Hard to tell, but I'd say stressed out salvini as well.


----------



## NORMAND (Oct 27, 2008)

acts like a sal so much hides all the time.... just not to sure about color....so my next question is would my O be fine with the maybeish sal? lol its funny that im asking this question too, cuz just before i started typing i just happend to look over an my oscar was doin his own thing an eating.. and then the sal came up an the O kinda just swam by an the sal niped him an the osacr turnd around an gavem a peice of his mind sort to speak... but im askin in the long run... in my opinion i think yes.. cuz the sal usualy just hides.. and the oscar will out grow the sal both by size an rate.. correct me if im wrong anyone?


----------



## Joels fish (Nov 17, 2007)

Oscars tend to be peacefull for the most part but wont take any flak from others either. Sals can be pretty agressive , males more than females .

Yes the oscar will outgrow the Sal, and I think your set up may work out so long as the sal has a distinct territory and the Oscar puts him in his place a time or two.


----------



## NORMAND (Oct 27, 2008)

lol k thanks...now heres my dilema.... i have in my 55 a jd an neolamp tret... they gota go in my 110... will they work out or atleast my jack ? if i have to i can always get another tank but im tryin to do with what i got...


----------



## Toby_H (Apr 15, 2005)

It's possible for a JD, Sal and Oscar to coexist in a 110... I would expect to see the Oscar become the mellow dominant force and the JD & Sal to compete for rank... But it all depends on individual fish. There's definately risk involved, but it's possible.

Gender may also be a factor... female Dempseys or Salvinis tend to be less aggressive than males...


----------



## NORMAND (Oct 27, 2008)

if it does get to aggressive. can i do anything about it? like add dither fish or somthing?


----------



## Toby_H (Apr 15, 2005)

I'm not personally a fan of dithers... I've never had them solve an aggression issue for me.

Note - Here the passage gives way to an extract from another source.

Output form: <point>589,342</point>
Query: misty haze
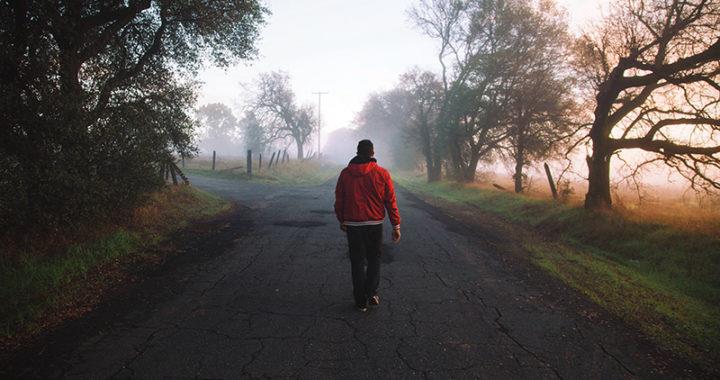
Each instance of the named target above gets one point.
<point>379,189</point>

Plus dithers big enough to do well with Oscars, JDs & GTs will be so big they over crowd the tank... A proper school of adult Silver Dollars need space...

Others may have different experiences/opinions though


----------



## SinisterKisses (Feb 24, 2004)

Not sure about using dithers to minimize aggression...the only thing I occasionally use them for is to bring out a particularly shy fish, but I always get rid of them once the fish has "come out of it's shell".


----------